Find all critical numbers of:
g(x)= sqrt(x²-4)
and
f(x)= (1)/(x²-9)

Homework Equations

n/a

The Attempt at a Solution

1) sqrt(x²-4)
simplified to x(x-2)(x+2)^-1/2 (please check)
and got zeroes as x=0, x=2, x=-2
and I got confused because if you do g(2) and g(-2) it equals zero. For some reason I can't tell if they are defined or undefined. x=0 works, so that is a critical number. The other two are throwing me off.

2) (1)/(x²-9)
zeroes were x=-3, x=3, x=0. Plugging 3 and -3 back into f(x) gave me undefined, so I'm pretty sure 0 is the only critical number.

If you could please check the second and help with the first that would be great.

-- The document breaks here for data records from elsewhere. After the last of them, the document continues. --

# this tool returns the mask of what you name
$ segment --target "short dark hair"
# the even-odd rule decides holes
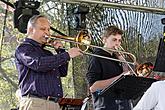
[[[44,15],[34,15],[29,19],[28,23],[30,23],[32,26],[35,26],[35,24],[39,18],[46,18],[47,19],[47,17]]]
[[[116,34],[123,34],[123,31],[119,29],[117,26],[109,26],[105,29],[102,37],[109,37],[110,35],[116,35]]]

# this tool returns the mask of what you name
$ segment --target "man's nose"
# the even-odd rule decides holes
[[[50,35],[50,32],[48,29],[45,30],[46,35]]]

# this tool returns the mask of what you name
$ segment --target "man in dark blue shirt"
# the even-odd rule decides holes
[[[70,58],[81,55],[81,50],[67,52],[62,43],[51,43],[57,54],[44,49],[50,35],[50,22],[42,15],[33,16],[27,26],[27,37],[16,51],[16,67],[21,90],[20,110],[59,110],[58,100],[63,96],[61,77],[67,75]]]

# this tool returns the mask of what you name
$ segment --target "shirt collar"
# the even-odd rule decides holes
[[[32,45],[34,46],[39,46],[39,47],[44,47],[42,44],[40,44],[39,42],[33,40],[33,39],[30,39],[30,38],[25,38],[24,42],[29,42],[31,43]]]

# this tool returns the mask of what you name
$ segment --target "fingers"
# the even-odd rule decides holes
[[[54,42],[53,42],[53,47],[55,48],[55,49],[58,49],[58,48],[60,48],[60,47],[63,47],[63,44],[61,43],[61,41],[60,40],[55,40]]]
[[[74,58],[74,57],[83,55],[81,49],[75,48],[75,47],[69,49],[69,50],[68,50],[68,53],[69,53],[70,58]]]

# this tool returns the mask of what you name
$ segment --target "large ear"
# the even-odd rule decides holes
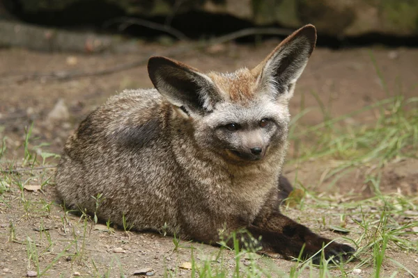
[[[183,63],[153,56],[148,60],[148,71],[158,92],[187,113],[210,112],[219,100],[212,80]]]
[[[280,43],[257,67],[252,70],[258,76],[258,85],[277,98],[289,92],[302,74],[316,42],[314,25],[306,25]]]

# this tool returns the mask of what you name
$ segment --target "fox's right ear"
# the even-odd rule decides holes
[[[216,87],[206,75],[183,63],[153,56],[148,63],[150,79],[155,88],[171,103],[187,113],[202,115],[219,101]]]

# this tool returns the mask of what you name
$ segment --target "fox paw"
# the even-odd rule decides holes
[[[331,260],[335,264],[344,262],[352,256],[355,252],[355,249],[346,244],[332,243],[323,250],[323,257],[325,260]],[[312,262],[318,265],[320,262],[323,252],[317,254],[312,258]]]

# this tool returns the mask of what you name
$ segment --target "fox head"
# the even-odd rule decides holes
[[[286,145],[288,101],[316,41],[315,27],[307,25],[252,70],[203,74],[153,56],[148,70],[155,88],[191,124],[200,147],[229,161],[259,161]]]

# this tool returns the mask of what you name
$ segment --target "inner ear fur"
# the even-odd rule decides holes
[[[306,25],[284,40],[252,72],[259,76],[262,86],[280,94],[300,76],[316,43],[315,27]]]
[[[153,56],[148,60],[148,71],[158,92],[187,112],[210,111],[219,101],[210,79],[186,64],[166,57]]]

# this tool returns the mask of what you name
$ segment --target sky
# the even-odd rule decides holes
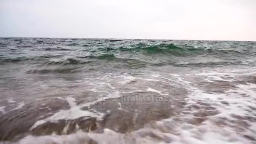
[[[0,37],[256,41],[256,0],[0,0]]]

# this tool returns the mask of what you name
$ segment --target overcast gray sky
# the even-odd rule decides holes
[[[256,0],[0,0],[0,37],[256,41]]]

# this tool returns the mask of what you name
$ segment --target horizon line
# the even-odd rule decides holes
[[[154,39],[154,38],[107,38],[107,37],[2,37],[0,38],[78,38],[86,39],[122,39],[122,40],[194,40],[194,41],[238,41],[238,42],[256,42],[256,40],[193,40],[193,39]]]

Thank you

 

[statdad]

About

"1) sqrt(x2-4)
simplified to x(x-2)(x+2)-1/2"

- is that supposed to be the derivative of $$\sqrt{\,x^2 -4}$$? if so, it isn't correct.

what is your definition of a critical value? (writing it out can help you see the appropriate path)

 

[tjohn101]

I'm honestly not sure what I did there... I re-did my derivative and found

x/((x²-4)^1/2)

which would go to x/(((x+2)(x-2))^1/2)

and give zeroes of -2,2,0. -2 and 2 would make the denominator 0 and be undefined, leaving 0 as the only CP. Sound right? Sorry if any errors I did that really quick.

 

[statdad]

yes, the derivative is

$$\frac{x}{\sqrt{\, x^2 - 4}}$$

and this is zero or undefined for $0 \text{ and } \pm 2$.

Again, what is your definition of a critical number? (same as critical value)

 

[tjohn101]

Definition is:
x=c is a critical number for f(x) if f(c) is defined and f'(c)=0 or f'(c) is undefined.

So that means 2 and -2 WOULD be CPs?

 

[statdad]

Definition is:
x=c is a critical number for f(x) if f(c) is defined and f'(c)=0 or f'(c) is undefined.

So that means 2 and -2 WOULD be CPs?

yes.

 

[tjohn101]

And 0 would not be one because it is undefined in f(x) (sqrt of a negative makes it undefined), correct?

And for the second problem, zero was the only one defined in f(x). Therefore it IS indeed a CP.